Lab 14: Model Evaluation & CV

Objective

Implement robust model evaluation from scratch: train/val/test split, K-fold and stratified K-fold cross-validation, evaluation metrics (accuracy, precision, recall, F1, AUC-ROC, RMSE, R²), confusion matrix, learning curves, and bias-variance tradeoff analysis — benchmarking multiple models on Surface product tier prediction.

Background

A model that scores 100% on training data but 50% on unseen data has overfit — it memorised the training set. Proper evaluation requires holding out data the model never sees during training. Cross-validation gives a more reliable estimate by averaging performance across K different train/test splits.
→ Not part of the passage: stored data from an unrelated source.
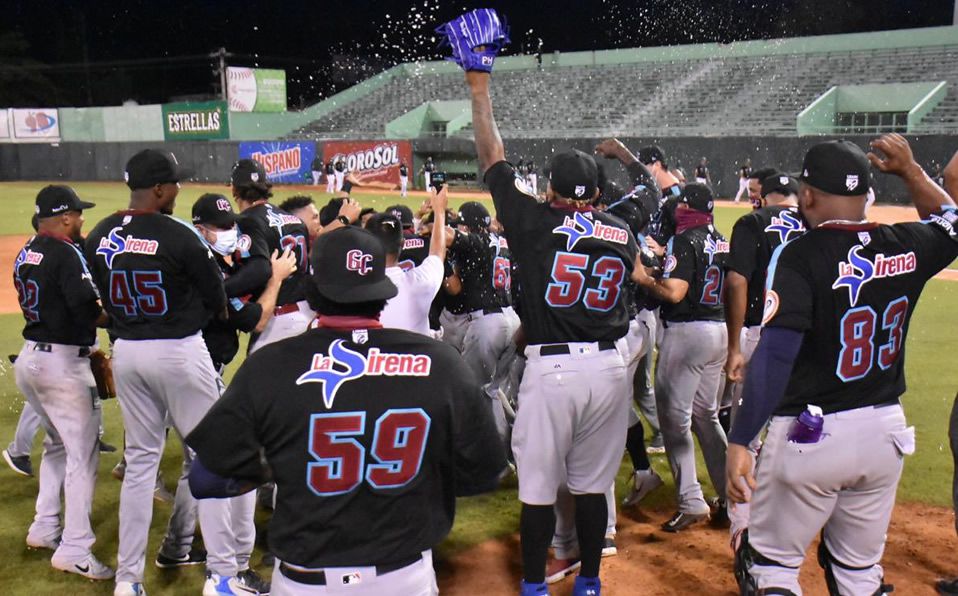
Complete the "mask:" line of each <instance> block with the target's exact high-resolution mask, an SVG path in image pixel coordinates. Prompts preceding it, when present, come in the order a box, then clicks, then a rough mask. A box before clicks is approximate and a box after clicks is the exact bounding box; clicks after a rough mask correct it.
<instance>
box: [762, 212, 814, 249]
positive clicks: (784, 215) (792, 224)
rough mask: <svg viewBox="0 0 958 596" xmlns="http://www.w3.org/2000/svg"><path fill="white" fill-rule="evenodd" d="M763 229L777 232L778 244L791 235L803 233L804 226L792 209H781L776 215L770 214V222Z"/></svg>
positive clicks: (804, 230) (781, 243)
Metrics beyond accuracy matter: in imbalanced datasets, a model that always predicts the majority class can have 95% accuracy while being completely useless.

Time

35 minutes

Prerequisites

Lab 02 (Logistic Regression) — classification metrics
Lab 05 (Decision Trees) — the model we evaluate

Tools

Docker: zchencow/innozverse-python:latest

Lab Instructions

docker run --rm zchencow/innozverse-python:latest python3 - << 'PYEOF'
import numpy as np
from collections import Counter

np.random.seed(42)

# ── Dataset: Surface products → tier classification ───────────────────────────
X_raw = np.array([
    [399,4,64,10.5],[599,8,128,10.5],[699,8,128,10.5],[799,8,128,12.3],
    [899,8,256,12.3],[999,8,256,12.3],[999,16,256,12.3],[1099,16,256,12.3],
    [1199,16,256,13.5],[1299,16,512,13.5],[1399,16,512,13.5],[1499,16,512,13.5],
    [1599,32,512,13.5],[1699,32,512,13.5],[1799,32,512,13.5],[1999,32,512,13.5],
    [2199,32,1000,13.5],[2499,32,1000,13.5],[2999,32,1000,28.0],[3499,32,1000,28.0],
], dtype=float)
y = np.array([0,0,0,0, 1,1,1,1, 1,1,2,2, 2,2,2,2, 2,2,2,2])  # 4 budget, 6 mid, 10 premium
mu, std = X_raw.mean(0), X_raw.std(0)+1e-8
X = (X_raw - mu) / std

# ── Simple model implementations ─────────────────────────────────────────────
class DummyMajority:
    """Always predict majority class."""
    def fit(self, X, y):
        self.majority = Counter(y).most_common(1)[0][0]; return self
    def predict(self, X): return np.full(len(X), self.majority)

class KNNModel:
    def __init__(self, k=3):
        self.k = k
    def fit(self, X, y):
        self.X_tr, self.y_tr = X, y; return self
    def predict(self, X):
        preds = []
        for x in X:
            dists = np.sqrt(((self.X_tr - x)**2).sum(axis=1))
            top_k = self.y_tr[np.argsort(dists)[:self.k]]
            preds.append(Counter(top_k).most_common(1)[0][0])
        return np.array(preds)

class LinearModel:
    """One-vs-rest logistic regression."""
    def fit(self, X, y, epochs=200, lr=0.1):
        self.classes = np.unique(y)
        n, d = X.shape
        self.weights = np.zeros((len(self.classes), d))
        self.biases  = np.zeros(len(self.classes))
        for c_idx, c in enumerate(self.classes):
            y_bin = (y == c).astype(float)
            w, b  = np.zeros(d), 0.0
            for _ in range(epochs):
                z    = X @ w + b
                p    = 1 / (1 + np.exp(-np.clip(z, -30, 30)))
                err  = p - y_bin
                w   -= lr * X.T @ err / n
                b   -= lr * err.mean()
            self.weights[c_idx], self.biases[c_idx] = w, b
        return self
    def predict(self, X):
        scores = X @ self.weights.T + self.biases
        return self.classes[np.argmax(scores, axis=1)]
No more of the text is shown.